Back Muscle Pain & Spasms
If you’re suffering from back muscle pain or spasm, you’re not alone. Myalgia, or sore muscles, is one of the most common types of back pain.
Pain often goes hand-in-hand with muscle spasms in the back. The involuntary cramping or tightening of the back muscle fibers can be really irritating and it can even make it difficult to move.
When you’re dealing with a back muscle injury or chronic back muscle pain, it can be tempting to curl up on a couch or in bed and wait for relief. But this can actually make the problem worse, since your muscles will weaken and eventually waste away (atrophy) if they are not used. And this happens surprisingly fast.
What Causes Pain and Muscle Spasms in the Back?
For that reason, it’s very important that you figure out what’s causing your back muscle spasm or pain and then take action to relieve them. In the following article, we take a look at what might be causing muscle pain and spasms in your back and lay out some things you can do to help.

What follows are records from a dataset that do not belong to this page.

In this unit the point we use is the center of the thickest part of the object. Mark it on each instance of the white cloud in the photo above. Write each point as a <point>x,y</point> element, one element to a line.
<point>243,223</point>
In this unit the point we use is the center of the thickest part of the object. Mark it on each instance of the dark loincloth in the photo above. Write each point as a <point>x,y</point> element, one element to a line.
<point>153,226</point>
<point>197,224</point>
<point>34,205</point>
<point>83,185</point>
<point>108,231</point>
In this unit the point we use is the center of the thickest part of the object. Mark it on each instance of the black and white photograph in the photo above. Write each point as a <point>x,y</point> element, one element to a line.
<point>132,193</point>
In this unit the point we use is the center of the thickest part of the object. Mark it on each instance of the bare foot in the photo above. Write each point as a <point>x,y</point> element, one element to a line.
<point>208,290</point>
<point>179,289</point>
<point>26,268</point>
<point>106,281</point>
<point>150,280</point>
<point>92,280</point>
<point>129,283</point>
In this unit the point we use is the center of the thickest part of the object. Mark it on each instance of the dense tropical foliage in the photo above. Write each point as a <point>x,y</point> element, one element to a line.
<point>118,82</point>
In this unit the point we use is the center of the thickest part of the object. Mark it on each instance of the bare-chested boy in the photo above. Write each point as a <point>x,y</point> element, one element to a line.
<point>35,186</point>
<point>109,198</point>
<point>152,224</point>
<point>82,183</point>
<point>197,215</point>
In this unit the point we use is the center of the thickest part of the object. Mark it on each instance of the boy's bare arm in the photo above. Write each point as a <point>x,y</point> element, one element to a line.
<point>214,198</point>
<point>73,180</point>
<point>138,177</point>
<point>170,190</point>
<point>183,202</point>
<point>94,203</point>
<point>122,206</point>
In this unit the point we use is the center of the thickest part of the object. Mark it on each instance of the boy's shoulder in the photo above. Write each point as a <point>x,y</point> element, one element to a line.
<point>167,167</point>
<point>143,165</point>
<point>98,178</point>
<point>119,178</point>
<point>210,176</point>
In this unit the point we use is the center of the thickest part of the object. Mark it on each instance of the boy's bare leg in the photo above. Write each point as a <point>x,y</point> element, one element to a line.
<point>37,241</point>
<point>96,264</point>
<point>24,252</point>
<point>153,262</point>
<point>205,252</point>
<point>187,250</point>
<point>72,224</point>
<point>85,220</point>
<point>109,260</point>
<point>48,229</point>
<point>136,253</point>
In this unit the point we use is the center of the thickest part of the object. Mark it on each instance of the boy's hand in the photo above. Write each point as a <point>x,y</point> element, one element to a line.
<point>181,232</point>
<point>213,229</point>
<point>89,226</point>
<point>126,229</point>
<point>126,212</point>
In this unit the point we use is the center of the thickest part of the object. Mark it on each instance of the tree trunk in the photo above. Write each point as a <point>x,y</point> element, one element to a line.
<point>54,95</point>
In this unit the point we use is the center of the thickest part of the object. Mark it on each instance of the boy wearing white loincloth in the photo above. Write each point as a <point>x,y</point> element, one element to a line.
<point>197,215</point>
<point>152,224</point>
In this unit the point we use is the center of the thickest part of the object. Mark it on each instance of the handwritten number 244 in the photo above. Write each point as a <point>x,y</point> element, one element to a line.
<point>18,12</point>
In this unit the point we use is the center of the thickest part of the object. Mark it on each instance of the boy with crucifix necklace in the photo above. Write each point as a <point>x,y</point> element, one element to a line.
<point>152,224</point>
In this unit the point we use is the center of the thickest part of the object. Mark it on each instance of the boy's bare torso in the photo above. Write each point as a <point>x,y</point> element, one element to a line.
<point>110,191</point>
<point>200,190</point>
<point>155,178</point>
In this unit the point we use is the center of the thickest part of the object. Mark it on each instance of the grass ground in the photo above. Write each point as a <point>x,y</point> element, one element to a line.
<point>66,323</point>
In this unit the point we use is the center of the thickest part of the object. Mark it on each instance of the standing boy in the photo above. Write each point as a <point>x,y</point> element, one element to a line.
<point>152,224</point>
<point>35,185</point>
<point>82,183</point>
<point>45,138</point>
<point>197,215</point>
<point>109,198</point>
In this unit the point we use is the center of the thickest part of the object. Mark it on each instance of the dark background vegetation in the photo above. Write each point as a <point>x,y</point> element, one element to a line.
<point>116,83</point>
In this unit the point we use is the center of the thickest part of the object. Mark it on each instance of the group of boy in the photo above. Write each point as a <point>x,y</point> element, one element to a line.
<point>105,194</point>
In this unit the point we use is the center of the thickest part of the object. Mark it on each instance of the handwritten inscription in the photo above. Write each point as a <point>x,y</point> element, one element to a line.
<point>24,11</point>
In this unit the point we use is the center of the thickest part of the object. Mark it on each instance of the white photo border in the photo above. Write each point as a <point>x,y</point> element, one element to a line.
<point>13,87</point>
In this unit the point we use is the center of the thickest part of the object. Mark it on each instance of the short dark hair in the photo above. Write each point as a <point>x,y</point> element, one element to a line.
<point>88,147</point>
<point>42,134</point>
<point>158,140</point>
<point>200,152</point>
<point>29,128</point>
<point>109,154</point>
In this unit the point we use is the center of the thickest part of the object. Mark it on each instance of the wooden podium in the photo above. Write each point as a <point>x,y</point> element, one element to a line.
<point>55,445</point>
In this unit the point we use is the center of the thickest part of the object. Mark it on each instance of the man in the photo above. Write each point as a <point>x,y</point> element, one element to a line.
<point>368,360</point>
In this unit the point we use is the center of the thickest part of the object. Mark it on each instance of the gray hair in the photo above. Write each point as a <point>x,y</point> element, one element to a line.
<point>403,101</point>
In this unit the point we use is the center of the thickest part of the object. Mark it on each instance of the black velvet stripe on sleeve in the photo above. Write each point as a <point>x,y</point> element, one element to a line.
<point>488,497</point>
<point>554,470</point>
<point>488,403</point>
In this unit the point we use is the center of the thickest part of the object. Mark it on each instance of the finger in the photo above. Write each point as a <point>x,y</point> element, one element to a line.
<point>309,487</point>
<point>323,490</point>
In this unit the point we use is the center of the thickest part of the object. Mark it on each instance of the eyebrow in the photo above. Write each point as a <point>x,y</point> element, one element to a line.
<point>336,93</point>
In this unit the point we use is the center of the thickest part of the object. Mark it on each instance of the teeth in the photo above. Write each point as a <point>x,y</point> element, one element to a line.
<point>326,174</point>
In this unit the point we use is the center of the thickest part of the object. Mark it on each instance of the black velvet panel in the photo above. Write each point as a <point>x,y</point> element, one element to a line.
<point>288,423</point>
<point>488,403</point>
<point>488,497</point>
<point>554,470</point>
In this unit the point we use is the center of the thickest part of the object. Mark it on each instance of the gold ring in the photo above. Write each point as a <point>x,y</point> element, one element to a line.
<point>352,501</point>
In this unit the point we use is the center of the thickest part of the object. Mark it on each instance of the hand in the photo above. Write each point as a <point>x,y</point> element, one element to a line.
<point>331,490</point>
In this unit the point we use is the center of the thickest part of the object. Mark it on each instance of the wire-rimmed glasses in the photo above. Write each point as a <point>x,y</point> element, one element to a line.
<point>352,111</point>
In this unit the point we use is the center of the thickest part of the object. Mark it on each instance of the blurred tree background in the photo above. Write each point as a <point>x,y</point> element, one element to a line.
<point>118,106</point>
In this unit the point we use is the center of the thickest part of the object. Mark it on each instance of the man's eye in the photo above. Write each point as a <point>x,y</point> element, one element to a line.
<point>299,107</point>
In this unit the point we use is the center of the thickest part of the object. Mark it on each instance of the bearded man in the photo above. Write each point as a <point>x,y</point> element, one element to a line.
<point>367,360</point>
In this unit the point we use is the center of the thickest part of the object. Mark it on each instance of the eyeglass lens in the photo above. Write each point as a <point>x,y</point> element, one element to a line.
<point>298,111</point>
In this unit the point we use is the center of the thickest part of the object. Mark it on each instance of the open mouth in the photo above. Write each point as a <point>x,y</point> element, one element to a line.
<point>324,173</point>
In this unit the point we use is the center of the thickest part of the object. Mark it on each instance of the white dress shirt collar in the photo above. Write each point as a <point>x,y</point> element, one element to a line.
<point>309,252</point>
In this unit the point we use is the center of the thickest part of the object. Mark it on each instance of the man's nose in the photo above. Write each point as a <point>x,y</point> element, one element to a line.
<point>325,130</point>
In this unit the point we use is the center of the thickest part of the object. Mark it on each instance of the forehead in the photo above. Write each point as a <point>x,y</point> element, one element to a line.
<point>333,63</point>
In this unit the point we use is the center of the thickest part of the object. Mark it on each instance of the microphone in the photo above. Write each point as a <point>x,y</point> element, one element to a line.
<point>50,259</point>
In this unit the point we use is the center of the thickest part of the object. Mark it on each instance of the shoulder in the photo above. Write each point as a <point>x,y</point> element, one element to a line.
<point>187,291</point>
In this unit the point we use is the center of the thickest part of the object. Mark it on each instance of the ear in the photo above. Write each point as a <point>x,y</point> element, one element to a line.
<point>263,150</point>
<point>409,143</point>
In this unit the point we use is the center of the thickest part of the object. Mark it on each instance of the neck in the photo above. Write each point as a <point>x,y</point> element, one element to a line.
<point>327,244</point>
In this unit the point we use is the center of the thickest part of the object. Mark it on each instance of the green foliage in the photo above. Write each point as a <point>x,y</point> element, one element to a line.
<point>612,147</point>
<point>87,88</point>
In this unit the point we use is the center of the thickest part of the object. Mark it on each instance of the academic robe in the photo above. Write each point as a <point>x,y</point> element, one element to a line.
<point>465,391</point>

1. A Pulled Muscle Could Be to Blame
Whether you call your back injury a pulled muscle, a back strain, or a ruptured back muscle, what you are essentially saying is that you overstretched and/or tore one or several back muscles and/or related tissues. Your body responds to this damage with inflammation, and this, in turn, can cause your back muscles to spasm.
Activities that might leave you at risk of this lower back muscle injury include:
- heavy lifting
- twisting while lifting
If your job or side hustle requires you to do a lot of lifting, you should check out a lower back support belt meant for frequent load bearing and spend some time making sure you’re using your legs to lift rather than your low back.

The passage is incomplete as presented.